Whilst sales of luxury goods hit a new high during the third quarter of 2012, French luxury powerhouse Groupe PPR is waving goodbye to its retail outfit Fnac, which it will spin off in 2013. The retailer, Europe’s leading bookshop and media products chain, has suffered from declining sales since 2008, caused by depressed consumer confidence and the rising power of e-commerce competitors like Amazon, Apple and Cdiscount. For PPR, this is part of a long-term strategy of escaping mass market retailing and focusing on high-end luxury brands and sportswear. But, for Fnac, this could not happen at a worse time: the retail model desperately needs an overhaul and this will inevitably result in staff redundancies, which the once pampered unions will strongly oppose.
Stuck in between growth in technology and a decline in purchasing power
The digitalisation of media products is on its way in France and across Western Europe, just as in other developed regions. Books, DVDs and CDs are increasingly being bought online rather than in store, because of price and availability. Increasingly, store-based retailers are falling victim to showrooming: customers walk in to see, try and ask for advice on products but they walk out empty-handed and then buy them online. The good news is Fnac has a quite efficient e-commerce site, so it sees a share of online sales. But despite sales being expected to go up by 10% in 2012, this is not enough to compensate for its flagging store-based sales.
France is not the only country to suffer from showrooming and e-commerce competition. In the UK,Comet will close down all its stores before the end of the year and HMV can barely stand on its feet, whilst, in Germany, the Saturn superstores are struggling to shift enough plasma TVs and computers.
Retail Sales of Media Products and Consumer Electronics and Appliances in France: Store-based vs Internet
Source: Euromonitor International
Added to the equation is depressed consumer spending, due to an ever-deepening financial crisis and tough budget cuts being implemented by most governments in the Eurozone. The result is big ticket items selling less as consumers try to keep their old ones for longer. Furthermore, big grocery chains such as Tesco, Carrefour and Leclerc, are increasing their offer of media and technology goods, which is further choking specialist retailers.

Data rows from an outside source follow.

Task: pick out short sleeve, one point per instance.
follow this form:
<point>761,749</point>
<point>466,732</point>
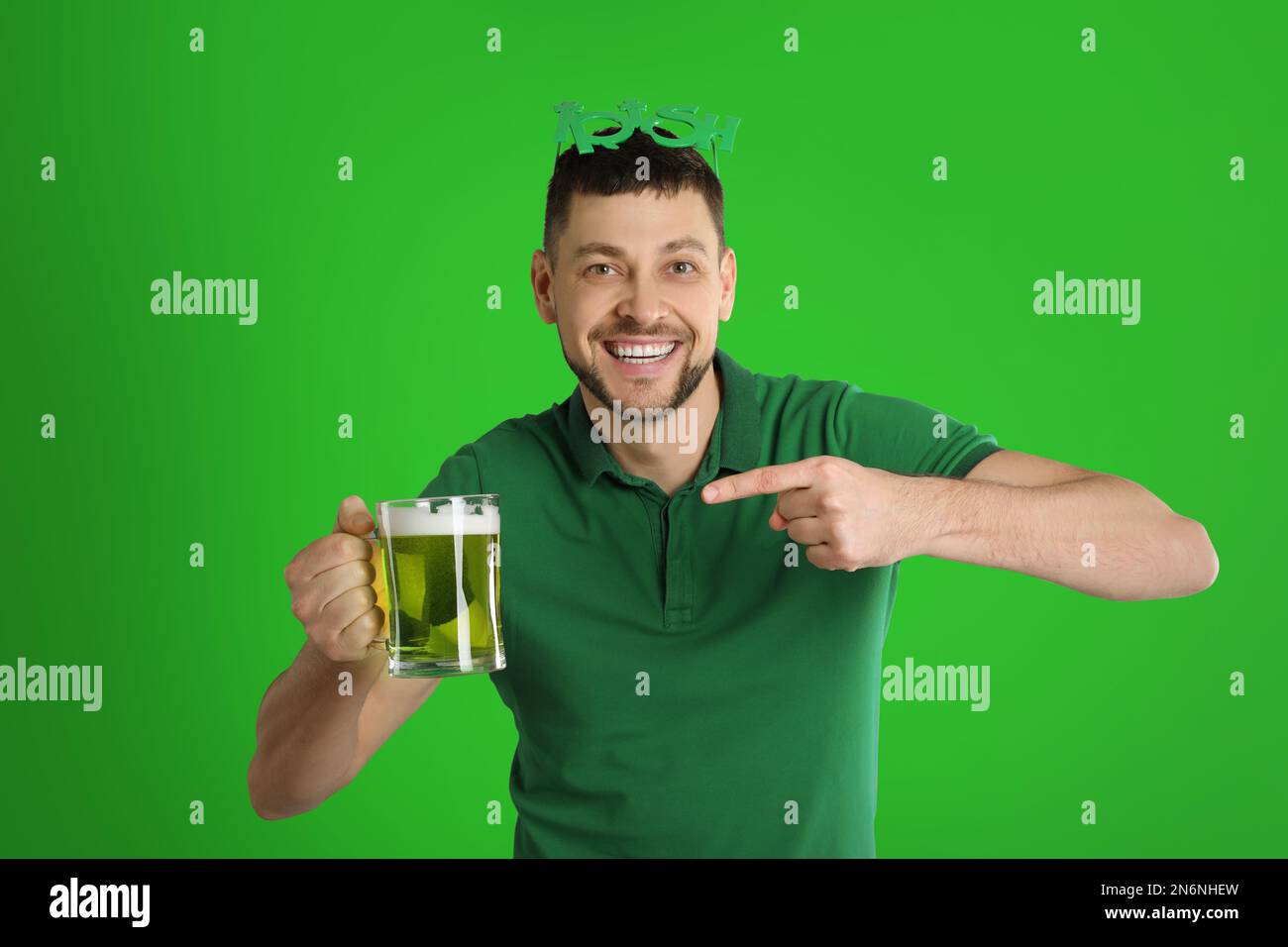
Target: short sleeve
<point>906,437</point>
<point>459,475</point>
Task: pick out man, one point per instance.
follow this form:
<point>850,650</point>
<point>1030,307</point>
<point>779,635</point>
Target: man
<point>683,681</point>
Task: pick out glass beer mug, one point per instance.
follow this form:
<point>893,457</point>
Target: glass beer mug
<point>441,567</point>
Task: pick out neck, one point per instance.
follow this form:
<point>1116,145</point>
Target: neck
<point>674,453</point>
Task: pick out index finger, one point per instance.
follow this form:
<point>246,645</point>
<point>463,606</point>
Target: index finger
<point>764,479</point>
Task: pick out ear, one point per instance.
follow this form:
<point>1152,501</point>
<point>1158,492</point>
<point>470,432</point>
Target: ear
<point>728,282</point>
<point>542,282</point>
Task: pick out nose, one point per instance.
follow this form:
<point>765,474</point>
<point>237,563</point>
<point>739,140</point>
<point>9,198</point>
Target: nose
<point>643,302</point>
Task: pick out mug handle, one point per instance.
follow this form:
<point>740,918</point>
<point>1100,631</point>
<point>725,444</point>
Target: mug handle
<point>381,590</point>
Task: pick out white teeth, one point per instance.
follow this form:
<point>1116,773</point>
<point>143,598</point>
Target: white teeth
<point>642,354</point>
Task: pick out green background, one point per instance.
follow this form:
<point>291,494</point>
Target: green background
<point>179,429</point>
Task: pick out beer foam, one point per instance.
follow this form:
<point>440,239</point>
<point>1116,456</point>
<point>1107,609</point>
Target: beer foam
<point>421,521</point>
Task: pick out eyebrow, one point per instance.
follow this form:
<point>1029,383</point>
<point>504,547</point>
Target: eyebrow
<point>600,249</point>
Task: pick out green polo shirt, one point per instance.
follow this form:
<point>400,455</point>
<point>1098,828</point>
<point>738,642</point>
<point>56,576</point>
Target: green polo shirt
<point>678,688</point>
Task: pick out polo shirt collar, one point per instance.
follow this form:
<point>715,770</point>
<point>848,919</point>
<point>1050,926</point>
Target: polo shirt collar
<point>734,438</point>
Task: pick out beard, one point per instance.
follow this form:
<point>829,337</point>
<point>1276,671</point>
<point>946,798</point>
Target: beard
<point>691,375</point>
<point>590,376</point>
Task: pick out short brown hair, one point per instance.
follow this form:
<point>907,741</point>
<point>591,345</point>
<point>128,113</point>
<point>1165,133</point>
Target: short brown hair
<point>608,171</point>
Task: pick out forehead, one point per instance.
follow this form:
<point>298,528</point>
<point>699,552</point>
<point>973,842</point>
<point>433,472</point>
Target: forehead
<point>647,218</point>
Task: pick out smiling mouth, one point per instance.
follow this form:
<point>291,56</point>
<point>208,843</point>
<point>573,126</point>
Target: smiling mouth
<point>640,354</point>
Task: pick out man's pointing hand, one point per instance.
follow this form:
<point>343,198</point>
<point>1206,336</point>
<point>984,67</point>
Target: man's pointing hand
<point>850,517</point>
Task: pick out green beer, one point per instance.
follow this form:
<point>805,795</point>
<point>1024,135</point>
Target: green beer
<point>442,569</point>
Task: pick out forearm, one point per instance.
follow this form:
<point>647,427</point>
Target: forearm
<point>307,732</point>
<point>1100,535</point>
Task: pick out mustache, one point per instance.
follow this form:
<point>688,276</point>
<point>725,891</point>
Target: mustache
<point>635,331</point>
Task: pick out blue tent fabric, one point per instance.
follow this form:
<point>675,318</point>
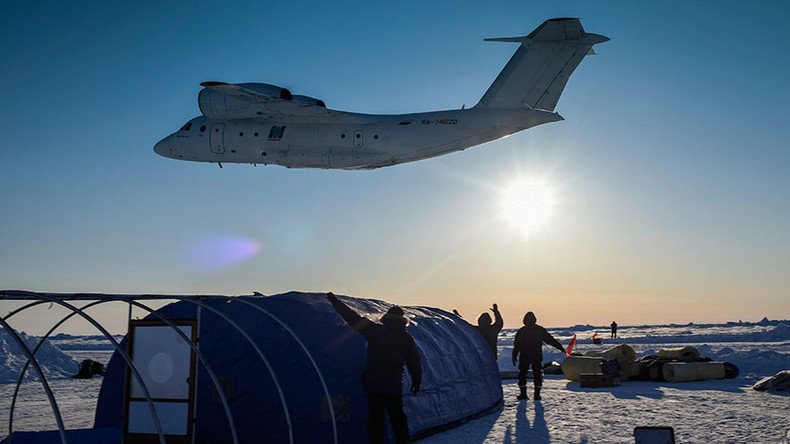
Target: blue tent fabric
<point>81,436</point>
<point>460,375</point>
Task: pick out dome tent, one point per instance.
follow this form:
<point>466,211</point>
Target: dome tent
<point>460,376</point>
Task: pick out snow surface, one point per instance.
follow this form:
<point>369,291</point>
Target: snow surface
<point>709,411</point>
<point>54,363</point>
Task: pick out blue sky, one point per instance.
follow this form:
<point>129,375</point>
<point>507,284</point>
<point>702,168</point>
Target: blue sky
<point>671,167</point>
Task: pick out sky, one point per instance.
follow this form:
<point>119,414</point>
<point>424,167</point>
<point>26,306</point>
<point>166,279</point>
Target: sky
<point>669,177</point>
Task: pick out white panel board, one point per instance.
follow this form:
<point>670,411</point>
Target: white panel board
<point>163,359</point>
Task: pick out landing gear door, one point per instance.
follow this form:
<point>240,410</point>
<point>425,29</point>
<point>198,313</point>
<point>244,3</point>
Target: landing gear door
<point>166,364</point>
<point>217,138</point>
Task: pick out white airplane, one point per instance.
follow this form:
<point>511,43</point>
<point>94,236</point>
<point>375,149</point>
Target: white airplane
<point>259,123</point>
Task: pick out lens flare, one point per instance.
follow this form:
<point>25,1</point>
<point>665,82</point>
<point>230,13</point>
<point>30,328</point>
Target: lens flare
<point>528,204</point>
<point>221,252</point>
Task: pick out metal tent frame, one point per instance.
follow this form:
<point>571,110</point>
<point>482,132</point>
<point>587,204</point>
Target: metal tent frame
<point>66,300</point>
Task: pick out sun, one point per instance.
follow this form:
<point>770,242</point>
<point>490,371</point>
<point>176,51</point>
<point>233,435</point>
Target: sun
<point>528,203</point>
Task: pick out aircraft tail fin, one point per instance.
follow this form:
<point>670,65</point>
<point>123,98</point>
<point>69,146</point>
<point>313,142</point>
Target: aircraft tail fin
<point>539,70</point>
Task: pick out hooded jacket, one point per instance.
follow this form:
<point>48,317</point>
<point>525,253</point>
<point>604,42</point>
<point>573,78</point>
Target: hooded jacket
<point>390,346</point>
<point>529,341</point>
<point>489,331</point>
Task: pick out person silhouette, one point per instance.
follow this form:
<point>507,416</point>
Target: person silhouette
<point>390,346</point>
<point>489,331</point>
<point>529,345</point>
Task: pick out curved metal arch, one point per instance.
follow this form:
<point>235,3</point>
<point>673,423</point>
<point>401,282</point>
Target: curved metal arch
<point>254,345</point>
<point>23,308</point>
<point>304,348</point>
<point>35,350</point>
<point>118,348</point>
<point>47,389</point>
<point>197,351</point>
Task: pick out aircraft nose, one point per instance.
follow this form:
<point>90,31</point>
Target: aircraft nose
<point>162,147</point>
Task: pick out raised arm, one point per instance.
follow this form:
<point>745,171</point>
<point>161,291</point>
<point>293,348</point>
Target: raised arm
<point>516,347</point>
<point>357,322</point>
<point>549,339</point>
<point>414,365</point>
<point>498,322</point>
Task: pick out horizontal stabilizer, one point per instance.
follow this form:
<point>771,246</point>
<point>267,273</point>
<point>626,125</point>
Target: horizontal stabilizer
<point>537,73</point>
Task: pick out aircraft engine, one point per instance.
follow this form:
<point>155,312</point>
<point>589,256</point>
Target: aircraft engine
<point>218,104</point>
<point>307,100</point>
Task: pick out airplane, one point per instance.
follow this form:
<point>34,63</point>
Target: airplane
<point>258,123</point>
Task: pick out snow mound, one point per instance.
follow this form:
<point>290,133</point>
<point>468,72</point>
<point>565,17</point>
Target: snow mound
<point>55,363</point>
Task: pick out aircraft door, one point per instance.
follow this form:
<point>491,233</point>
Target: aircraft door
<point>217,138</point>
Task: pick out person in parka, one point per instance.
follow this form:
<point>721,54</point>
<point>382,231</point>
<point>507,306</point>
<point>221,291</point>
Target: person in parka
<point>529,344</point>
<point>389,347</point>
<point>489,331</point>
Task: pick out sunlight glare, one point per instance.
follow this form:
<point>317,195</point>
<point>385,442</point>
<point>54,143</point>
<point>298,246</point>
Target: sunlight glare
<point>528,204</point>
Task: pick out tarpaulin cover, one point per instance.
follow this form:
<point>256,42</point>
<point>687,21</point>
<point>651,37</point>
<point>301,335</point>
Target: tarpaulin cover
<point>460,375</point>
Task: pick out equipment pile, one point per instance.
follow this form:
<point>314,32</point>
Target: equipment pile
<point>670,365</point>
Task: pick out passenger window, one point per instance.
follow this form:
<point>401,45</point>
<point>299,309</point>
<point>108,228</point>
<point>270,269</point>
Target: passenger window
<point>276,132</point>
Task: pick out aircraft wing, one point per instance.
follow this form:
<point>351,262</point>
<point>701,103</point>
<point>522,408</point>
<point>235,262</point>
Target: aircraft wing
<point>220,100</point>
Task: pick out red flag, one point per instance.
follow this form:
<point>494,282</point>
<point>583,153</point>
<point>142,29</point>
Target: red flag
<point>570,346</point>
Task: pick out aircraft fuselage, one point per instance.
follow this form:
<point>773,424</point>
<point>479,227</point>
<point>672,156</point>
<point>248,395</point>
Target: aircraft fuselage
<point>344,140</point>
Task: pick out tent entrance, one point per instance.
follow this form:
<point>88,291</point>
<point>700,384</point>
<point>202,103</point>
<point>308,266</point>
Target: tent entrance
<point>166,365</point>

What next for the iconic retailer?
Will Fnac follow the same fate as Surcouf, also a former PPR subsidiary, which filed for insolvency in October 2012? It seems unlikely, given that Fnac still makes profits and has a much larger footprint than Surcouf’s six stores. Moreover, the company has set up an ambitious cost-cutting plan until 2015, in order to get ready for next year’s demerger.
French consumers are genuinely attached to Fnac, which has always been an innovator and trendsetter since it opened its first store 60 years ago. The company has a respected concept, combining big box retail with cultural goods. Staff are knowledgeable and recruited based on their knowledge and areas of interest, ensuring that customers are given objective and informed advice. The company is trying to bring more flexibility and sales culture into this model, but there is a risk that this will lead to upsetting and demoralising of employees.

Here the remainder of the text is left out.